China is the fourth-largest market for the company, accounting for 7 percent of the total external sales of the group. From 2002 to 2011, the average growth in annual sales of Sandvik China was more than 25 percent, with the total sales amounting to 7 billion yuan ($1.12 billion) in 2011.

Another consideration is the "rich talent resources, especially engineers", he said.

For Li Zhengqin, vice-president of Merck & Co and general manager of Merck Sharp & Dohme China R&D Center, China is "better than" other emerging markets for multinationals to enhance their R&D facilities.

"It's about government support and a rich talent pool. China's new leaders have decided to invest 800 million yuan in technology research this year and the fund will grow 20 percent annually in the coming years," said Li.
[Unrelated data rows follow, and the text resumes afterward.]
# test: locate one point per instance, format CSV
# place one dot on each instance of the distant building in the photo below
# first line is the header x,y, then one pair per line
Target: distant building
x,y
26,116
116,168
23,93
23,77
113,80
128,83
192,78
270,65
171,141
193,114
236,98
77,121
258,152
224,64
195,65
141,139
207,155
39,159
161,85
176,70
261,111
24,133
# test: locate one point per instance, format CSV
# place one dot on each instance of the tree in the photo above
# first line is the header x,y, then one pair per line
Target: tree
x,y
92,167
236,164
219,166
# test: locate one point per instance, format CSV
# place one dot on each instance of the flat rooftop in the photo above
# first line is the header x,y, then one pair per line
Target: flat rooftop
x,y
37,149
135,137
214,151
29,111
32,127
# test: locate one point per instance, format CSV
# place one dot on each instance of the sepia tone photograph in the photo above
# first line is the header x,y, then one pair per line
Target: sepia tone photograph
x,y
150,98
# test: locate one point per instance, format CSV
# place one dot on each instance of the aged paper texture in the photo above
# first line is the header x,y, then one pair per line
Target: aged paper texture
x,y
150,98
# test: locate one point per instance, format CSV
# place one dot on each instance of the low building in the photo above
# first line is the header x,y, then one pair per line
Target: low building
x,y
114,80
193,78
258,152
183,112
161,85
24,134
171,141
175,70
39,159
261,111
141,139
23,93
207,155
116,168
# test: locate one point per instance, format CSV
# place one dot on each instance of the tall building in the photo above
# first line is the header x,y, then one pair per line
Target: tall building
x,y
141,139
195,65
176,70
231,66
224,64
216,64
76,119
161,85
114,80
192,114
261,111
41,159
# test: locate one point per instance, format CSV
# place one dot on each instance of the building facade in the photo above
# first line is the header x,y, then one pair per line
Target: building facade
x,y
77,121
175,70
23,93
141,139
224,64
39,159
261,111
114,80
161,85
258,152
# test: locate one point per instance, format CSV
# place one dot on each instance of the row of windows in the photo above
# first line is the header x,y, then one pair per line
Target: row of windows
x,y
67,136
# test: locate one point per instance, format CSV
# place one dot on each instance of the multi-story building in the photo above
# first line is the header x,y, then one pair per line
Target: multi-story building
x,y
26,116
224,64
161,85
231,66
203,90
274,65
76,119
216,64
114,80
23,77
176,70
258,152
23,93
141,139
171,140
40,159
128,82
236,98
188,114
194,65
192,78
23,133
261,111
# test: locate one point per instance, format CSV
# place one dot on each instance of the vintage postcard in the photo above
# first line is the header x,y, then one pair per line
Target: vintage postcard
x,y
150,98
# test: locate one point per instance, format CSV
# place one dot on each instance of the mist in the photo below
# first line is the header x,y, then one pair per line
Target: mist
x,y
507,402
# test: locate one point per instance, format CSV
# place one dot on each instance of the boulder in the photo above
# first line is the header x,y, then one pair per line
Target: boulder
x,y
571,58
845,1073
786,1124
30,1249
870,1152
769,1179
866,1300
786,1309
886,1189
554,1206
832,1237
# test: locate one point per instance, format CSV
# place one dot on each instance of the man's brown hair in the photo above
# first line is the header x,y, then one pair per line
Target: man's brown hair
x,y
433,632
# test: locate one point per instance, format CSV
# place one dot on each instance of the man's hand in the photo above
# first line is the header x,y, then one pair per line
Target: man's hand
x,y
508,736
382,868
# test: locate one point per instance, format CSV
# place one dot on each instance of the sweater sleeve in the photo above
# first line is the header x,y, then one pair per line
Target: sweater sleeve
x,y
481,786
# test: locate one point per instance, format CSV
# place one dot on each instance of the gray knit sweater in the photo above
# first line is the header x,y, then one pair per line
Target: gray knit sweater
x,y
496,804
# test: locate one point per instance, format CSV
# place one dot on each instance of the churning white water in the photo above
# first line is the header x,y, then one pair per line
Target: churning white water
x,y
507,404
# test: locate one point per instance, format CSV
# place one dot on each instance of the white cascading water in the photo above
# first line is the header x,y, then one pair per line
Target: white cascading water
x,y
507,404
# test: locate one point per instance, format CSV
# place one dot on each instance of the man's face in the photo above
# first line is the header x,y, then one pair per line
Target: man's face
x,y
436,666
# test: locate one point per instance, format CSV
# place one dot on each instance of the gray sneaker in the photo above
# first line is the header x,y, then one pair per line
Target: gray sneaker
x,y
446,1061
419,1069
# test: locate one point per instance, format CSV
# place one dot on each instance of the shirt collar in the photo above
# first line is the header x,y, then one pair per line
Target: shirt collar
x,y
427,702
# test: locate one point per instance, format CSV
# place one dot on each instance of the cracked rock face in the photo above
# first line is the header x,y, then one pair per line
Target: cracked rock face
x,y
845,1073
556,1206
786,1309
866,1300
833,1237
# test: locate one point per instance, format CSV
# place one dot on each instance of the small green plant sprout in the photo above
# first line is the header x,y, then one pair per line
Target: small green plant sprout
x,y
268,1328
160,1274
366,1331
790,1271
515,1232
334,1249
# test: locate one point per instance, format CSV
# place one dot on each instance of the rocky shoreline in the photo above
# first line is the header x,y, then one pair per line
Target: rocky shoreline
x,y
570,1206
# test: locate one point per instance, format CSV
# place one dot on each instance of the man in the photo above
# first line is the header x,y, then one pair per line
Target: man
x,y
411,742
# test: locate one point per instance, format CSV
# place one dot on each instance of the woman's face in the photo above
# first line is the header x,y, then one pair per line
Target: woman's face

For the talent pool, there are "not only locally cultivated engineers but also overseas returnees, who have an international perspective and have accumulated experiences in other markets," he added.

MSD, the world's second-largest pharmaceutical company, announced at the end of 2011it would make a cumulative investment of $1.5 billion in R&D in China within five years.

So far, everything is "progressing smoothly", said Li.

Despite the slowdown, China's economy still enjoys fairly good growth worldwide and the new leadership is committed to delivering reforms and stimulating domestic consumption in the coming years. This has proved to be greatly attractive to foreign businesses, said experts.

"There are four factors that are important to them — and rapidly growing market consumption in China is the most important of all. They also look at reasonable labor, mature industrial chains and an improving business climate when they plan to expand," said Wang.

The government has set a 2013 economic growth target of 7.5 percent.

Chinese Premier Li Keqiang said in March that China is likely to import as much as $10 trillion in commodities and services in the next five years to boost domestic consumption.

In an e-mailed statement to China Daily, Japanese multinational industrial conglomerate Omron said China is a market on which the company will focus most in the coming decade thanks to the fast growth in consumption. Consequently it will strengthen its R&D efforts to develop more technologies and products tailored to the increasing local demand.

In addition to consolidating its current R&D strength, Omron plans to encourage its various units to increase its own R&D capabilities, it said.

"The Chinese market is rather large, with vast land and diversified demands. Even for some of our mature and key products, the needs are different in different areas so it's difficult for us to choose where to set up our R&D facilities," said Koji Doi, chairman and president of Omron (China) Co Ltd.

The multinationals are placing high expectations on China. "We expect annual growth in China to exceed 35 percent in the coming three years and we will have 100 more (R&D) partners in the next two years," said Merieux.

In 2012, BioMerieux China sales increased by more than 40 percent year-on-year to hit 100 million euros ($133 million).

China is currently the third-largest market for BioMerieux, after the United States and France. It is expected to be the second-largest within two years.

Merieux said he had previously never thought China would be one of the top three markets worldwide.

We have reasons to believe it will grow bigger, he said.